The gap between running a business and accessing international supply chains is exactly what Candelle Bostwick, former Executive Director of the Guyana National Bureau of Standards, now runs CKB Enterprise Guyana, delivering ISO 9001 and ISO 22000 implementation training to agro-processors across the region. Her work addresses a specific barrier the forum's entrepreneurship day is designed to discuss: the gap between running a business and accessing the international supply chains that make it viable.

On decent work, the Women in Maritime Association Caribbean Guyana Chapter hosts its 2nd Annual Gala on 18 May 2026 with the First Lady delivering remarks and the Chief Executive Officer of DP World Suriname as keynote speaker. Women represent just 1% of the world's seafarers, and the chapter is working to change that ratio in a country where the maritime sector is expanding rapidly alongside the offshore oil industry.

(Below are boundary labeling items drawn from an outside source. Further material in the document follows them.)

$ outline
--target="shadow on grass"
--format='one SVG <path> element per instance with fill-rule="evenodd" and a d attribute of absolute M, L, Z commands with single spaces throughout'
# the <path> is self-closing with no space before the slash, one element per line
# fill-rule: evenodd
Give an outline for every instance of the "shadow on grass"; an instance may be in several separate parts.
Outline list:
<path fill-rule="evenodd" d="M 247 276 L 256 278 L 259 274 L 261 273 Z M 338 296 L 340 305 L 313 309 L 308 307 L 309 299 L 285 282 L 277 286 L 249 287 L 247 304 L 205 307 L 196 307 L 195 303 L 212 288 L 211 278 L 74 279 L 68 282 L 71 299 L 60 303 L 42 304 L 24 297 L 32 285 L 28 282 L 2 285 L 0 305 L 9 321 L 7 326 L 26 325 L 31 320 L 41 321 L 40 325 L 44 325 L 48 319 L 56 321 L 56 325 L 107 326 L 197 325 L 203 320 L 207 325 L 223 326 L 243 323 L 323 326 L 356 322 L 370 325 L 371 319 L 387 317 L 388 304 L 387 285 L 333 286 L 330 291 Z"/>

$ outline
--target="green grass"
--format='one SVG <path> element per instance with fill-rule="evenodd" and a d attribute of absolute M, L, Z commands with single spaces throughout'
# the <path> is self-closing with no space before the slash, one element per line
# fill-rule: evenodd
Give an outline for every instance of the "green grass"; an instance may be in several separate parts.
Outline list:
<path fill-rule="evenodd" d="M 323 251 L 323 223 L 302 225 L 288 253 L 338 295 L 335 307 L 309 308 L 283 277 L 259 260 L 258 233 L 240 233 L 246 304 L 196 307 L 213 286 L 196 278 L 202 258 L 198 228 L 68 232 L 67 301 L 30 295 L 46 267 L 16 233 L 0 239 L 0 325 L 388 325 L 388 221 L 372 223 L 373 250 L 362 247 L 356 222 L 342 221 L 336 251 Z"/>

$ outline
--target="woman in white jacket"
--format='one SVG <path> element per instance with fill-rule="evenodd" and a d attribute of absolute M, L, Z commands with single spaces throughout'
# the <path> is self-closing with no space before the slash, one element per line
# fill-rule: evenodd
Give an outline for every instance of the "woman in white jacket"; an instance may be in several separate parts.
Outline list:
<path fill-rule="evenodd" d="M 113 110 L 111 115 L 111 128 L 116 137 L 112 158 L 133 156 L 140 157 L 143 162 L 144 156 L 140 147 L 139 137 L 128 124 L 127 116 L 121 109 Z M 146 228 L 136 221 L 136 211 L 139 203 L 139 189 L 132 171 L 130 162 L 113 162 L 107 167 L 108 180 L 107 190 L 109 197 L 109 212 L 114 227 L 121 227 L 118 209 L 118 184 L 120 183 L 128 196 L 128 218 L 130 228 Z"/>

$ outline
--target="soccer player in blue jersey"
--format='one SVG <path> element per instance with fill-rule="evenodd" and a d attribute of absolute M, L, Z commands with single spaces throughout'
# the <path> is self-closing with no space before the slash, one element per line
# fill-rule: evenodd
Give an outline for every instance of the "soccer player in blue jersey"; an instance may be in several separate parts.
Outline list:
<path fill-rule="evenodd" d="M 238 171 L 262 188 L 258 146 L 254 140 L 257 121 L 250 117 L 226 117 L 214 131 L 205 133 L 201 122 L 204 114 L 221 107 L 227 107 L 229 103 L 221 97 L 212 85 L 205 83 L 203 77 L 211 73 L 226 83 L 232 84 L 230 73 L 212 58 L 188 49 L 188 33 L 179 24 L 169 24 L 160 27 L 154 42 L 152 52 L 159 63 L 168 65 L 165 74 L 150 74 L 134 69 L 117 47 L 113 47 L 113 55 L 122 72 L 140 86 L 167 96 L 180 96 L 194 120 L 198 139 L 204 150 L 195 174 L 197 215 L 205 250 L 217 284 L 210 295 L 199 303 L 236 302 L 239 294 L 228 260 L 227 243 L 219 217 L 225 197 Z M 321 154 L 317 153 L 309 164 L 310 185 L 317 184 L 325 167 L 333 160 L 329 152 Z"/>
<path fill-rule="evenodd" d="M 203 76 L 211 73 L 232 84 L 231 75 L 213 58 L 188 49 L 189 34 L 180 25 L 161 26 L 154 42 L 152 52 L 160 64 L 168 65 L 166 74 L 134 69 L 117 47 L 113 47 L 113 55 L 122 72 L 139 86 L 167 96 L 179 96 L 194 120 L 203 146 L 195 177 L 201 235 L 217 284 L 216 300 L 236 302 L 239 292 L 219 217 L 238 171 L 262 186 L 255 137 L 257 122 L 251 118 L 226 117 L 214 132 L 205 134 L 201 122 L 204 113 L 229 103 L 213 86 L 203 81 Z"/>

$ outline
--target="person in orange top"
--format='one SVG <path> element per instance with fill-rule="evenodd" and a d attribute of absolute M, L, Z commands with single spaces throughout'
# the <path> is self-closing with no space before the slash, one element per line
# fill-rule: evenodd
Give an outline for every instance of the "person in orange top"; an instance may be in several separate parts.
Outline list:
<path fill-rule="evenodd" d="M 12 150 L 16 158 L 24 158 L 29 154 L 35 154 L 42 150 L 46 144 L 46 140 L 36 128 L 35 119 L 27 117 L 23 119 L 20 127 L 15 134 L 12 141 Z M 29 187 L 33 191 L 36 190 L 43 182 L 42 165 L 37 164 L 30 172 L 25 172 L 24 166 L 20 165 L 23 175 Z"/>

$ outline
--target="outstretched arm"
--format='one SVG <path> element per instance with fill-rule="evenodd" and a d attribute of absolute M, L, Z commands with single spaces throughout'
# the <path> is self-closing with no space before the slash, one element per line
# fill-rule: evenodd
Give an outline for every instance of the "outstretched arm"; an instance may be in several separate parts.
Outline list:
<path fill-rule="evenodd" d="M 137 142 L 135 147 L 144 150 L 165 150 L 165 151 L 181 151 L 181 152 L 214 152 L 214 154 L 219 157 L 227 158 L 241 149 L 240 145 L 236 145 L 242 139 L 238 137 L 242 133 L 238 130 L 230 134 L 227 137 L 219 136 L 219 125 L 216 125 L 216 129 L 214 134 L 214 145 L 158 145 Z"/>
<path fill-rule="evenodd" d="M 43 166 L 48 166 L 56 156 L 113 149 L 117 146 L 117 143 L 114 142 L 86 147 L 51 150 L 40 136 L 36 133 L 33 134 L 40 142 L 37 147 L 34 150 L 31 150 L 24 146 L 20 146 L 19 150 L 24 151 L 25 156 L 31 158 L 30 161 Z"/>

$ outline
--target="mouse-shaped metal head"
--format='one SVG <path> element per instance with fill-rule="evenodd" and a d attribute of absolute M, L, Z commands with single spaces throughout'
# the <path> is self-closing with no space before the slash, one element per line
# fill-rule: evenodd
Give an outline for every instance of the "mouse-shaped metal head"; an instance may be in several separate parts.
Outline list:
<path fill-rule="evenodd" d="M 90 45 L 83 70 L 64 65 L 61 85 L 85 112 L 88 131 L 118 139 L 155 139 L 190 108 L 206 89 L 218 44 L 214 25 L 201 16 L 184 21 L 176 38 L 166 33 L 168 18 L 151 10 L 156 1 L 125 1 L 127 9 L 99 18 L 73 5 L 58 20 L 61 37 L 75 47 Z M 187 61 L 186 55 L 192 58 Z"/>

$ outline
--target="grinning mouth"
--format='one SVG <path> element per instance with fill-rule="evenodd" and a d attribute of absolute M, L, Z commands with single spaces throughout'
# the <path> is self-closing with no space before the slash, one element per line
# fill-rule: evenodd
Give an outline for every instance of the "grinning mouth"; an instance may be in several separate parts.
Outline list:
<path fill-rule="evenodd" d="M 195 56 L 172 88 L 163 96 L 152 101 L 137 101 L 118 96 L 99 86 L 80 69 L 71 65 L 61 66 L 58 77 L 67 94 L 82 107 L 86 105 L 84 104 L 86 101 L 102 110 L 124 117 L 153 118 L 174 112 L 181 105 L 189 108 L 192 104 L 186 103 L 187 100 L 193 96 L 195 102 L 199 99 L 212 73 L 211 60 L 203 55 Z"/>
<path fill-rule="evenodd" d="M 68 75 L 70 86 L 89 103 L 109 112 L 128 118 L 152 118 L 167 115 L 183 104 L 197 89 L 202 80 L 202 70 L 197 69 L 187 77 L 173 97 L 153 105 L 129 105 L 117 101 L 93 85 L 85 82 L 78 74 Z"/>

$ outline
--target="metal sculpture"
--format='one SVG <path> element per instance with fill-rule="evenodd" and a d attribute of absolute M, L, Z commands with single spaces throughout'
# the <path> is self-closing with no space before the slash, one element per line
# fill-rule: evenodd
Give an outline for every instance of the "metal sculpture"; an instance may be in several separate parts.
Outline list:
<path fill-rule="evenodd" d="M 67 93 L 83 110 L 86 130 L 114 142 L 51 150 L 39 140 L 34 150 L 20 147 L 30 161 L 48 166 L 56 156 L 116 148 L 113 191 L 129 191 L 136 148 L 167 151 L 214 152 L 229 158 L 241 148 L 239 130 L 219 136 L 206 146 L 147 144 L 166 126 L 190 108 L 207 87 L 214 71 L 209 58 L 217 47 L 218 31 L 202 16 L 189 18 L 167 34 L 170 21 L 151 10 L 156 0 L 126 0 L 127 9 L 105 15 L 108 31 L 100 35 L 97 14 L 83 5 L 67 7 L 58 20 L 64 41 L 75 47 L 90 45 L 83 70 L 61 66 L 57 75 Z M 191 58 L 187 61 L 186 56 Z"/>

When international executives began arriving in Georgetown faster than the city could support them, Rashawna Alleyne founded Lifestyle Concierge Services Guyana, Georgetown's first dedicated corporate and personal concierge firm, filling a gap created by the influx of international executives into a city that had no formal infrastructure to support them.

What should the forum take from Guyana's example?

These women did not wait for a regional framework. They identified market gaps in a fast-moving economy and built businesses to fill them. The receipts are published, the chambers are led, and the standards are being set. The CIM forum's value in May 2026 depends on whether its recommendations account for economies where women are already leading, not only economies where they are still seeking entry.

The forum is virtual and open to organisations throughout the region, with simultaneous interpretation in English, Spanish, and Portuguese.